How many of ya'll have the "Call from site" stuck on WO's, the when you do, you get a voice mail, an 2-3 days later the Rep finally returns your call...


----------



## BPWY (Apr 12, 2012)

Sounds about right.


----------



## REO2Rentals (Sep 18, 2012)

JFMURFY said:


> How many of ya'll have the "Call from site" stuck on WO's, the when you do, you get a voice mail, an 2-3 days later the Rep finally returns your call...


Sorry - Why you need to "Call from site"?


----------



## BPWY (Apr 12, 2012)

Any number of reasons.



One would be to clarify their vague w/o instructions.


----------



## REO2Rentals (Sep 18, 2012)

BPWY said:


> Any number of reasons.
> 
> 
> 
> One would be to clarify their vague w/o instructions.

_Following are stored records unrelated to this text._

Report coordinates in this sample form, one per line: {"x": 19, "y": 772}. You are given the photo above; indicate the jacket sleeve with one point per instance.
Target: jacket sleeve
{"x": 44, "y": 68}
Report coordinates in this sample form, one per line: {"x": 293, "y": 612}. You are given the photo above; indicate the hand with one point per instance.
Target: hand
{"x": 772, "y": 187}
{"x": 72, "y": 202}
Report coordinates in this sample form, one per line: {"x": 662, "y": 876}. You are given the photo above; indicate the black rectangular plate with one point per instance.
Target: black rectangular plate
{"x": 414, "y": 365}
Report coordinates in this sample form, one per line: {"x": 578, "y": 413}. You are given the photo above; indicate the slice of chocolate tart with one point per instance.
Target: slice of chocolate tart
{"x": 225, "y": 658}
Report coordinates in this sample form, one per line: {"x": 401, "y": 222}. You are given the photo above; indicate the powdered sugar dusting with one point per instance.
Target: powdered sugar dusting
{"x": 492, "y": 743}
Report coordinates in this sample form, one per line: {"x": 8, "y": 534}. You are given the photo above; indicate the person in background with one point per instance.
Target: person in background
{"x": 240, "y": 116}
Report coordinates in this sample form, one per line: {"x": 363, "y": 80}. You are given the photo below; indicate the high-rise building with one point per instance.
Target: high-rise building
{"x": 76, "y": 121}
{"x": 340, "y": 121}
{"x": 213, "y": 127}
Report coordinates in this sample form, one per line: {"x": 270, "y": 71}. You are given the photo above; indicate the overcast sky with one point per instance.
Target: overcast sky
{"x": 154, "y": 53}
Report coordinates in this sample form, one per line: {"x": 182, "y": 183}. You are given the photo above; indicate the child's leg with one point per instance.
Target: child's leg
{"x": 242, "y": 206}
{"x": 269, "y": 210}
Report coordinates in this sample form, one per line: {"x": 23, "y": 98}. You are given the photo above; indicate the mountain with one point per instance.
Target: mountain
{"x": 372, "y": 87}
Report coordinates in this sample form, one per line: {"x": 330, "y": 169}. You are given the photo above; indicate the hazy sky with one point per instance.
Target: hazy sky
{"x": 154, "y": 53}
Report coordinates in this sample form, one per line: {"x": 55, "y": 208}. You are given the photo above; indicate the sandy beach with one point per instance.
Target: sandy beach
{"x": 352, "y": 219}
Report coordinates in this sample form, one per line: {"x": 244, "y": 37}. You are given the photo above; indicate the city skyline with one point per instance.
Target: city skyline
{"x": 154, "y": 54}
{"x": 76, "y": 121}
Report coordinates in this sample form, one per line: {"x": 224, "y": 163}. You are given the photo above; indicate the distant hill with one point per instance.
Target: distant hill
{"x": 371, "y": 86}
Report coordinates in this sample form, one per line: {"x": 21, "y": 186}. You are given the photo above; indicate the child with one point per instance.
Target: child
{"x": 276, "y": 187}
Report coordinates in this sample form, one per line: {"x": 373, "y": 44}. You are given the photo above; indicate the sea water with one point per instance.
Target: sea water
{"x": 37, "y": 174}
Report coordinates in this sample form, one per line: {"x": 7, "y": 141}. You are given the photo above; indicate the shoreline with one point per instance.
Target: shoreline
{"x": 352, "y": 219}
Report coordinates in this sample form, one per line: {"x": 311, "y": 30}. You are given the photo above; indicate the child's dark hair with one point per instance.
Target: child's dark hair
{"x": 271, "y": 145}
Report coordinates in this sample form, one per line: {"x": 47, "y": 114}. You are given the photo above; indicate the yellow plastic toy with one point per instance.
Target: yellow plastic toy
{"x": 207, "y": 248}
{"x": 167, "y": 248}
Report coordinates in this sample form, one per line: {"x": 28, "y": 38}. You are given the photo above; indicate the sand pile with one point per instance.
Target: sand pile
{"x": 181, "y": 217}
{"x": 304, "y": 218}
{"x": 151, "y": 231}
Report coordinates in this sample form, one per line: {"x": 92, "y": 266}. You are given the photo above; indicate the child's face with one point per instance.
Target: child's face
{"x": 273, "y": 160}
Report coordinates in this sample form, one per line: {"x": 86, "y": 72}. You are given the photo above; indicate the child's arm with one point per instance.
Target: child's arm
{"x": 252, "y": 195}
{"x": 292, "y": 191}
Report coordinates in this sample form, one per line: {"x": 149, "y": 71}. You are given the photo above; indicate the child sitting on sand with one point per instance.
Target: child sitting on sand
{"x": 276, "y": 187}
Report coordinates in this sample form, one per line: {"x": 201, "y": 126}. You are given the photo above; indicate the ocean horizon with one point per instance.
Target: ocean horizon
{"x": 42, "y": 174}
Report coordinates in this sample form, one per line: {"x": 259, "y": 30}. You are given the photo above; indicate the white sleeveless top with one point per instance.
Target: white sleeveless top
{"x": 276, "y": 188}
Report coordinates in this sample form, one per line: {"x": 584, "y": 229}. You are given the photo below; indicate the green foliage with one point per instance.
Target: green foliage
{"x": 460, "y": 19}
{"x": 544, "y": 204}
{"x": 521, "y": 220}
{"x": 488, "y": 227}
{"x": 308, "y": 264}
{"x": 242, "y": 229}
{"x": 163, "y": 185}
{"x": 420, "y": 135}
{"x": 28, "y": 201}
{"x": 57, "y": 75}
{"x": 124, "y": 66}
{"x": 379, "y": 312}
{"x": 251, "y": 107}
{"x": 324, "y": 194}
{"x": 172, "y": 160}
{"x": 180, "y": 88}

Which mean they not sure if the property needs service or not? That's waste of precious time and not to mention phone $$$


----------



## SwiftRes (Apr 12, 2012)

MichiganREO said:


> Sorry - Why you need to "Call from site"?


Bid approvals from site on things like an overgrown yard, roof work, sump work, etc


----------



## REO2Rentals (Sep 18, 2012)

SwiftRes said:


> Bid approvals from site on things like an overgrown yard, roof work, sump work, etc


Thanks The problem with that when you call these clown - just go straight to voicemail......


----------



## Splinterpicker (Apr 18, 2012)

JFMURFY said:


> How many of ya'll have the "Call from site" stuck on WO's, the when you do, you get a voice mail, an 2-3 days later the Rep finally returns your call...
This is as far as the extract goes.